Si tu devais faire une comparaison entre ces deux périodes de ta vie ?
Beaucoup de choses ont changé, je fais des choses que je n’aurais jamais pu faire avant. Par exemple, je voyage : depuis six ans, je me suis fixé l’objectif de sortir du département chaque année et je pars pour tous mes congés.
Qu’est-ce que tu voudrais dire aux personnes qui ont un problème avec l’alcool ?

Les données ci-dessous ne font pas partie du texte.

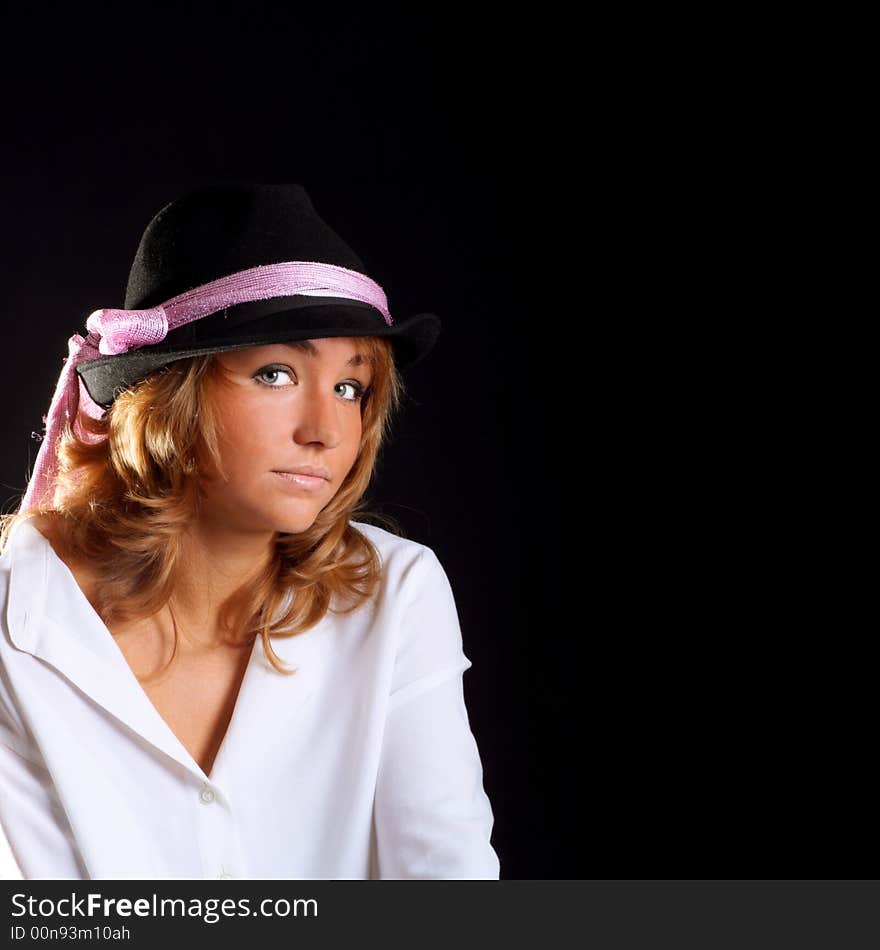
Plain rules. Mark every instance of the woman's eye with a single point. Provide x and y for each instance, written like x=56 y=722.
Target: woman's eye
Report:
x=269 y=371
x=358 y=391
x=262 y=377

Tout d’abord, d’être très courageux et de venir nous voir, de ne pas être trop orgueilleux, de ne pas avoir honte. C’est vrai qu’au début c’est difficile, moi aussi quand j’ai dû aller voir le médecin, que les gens se demandaient si j’étais fou parce que j’allais voir le psychiatre, j’avais honte. En plus maintenant, il n’y a plus à aller à l’hôpital puisqu’il y a l’association et c’est plus facile. Ici, nous recevons tout le monde et nous donnons des conseils, donc je leur conseille de venir nous voir et d’en parler. L’alcool est dangereux, il faut que les gens en prennent vraiment conscience.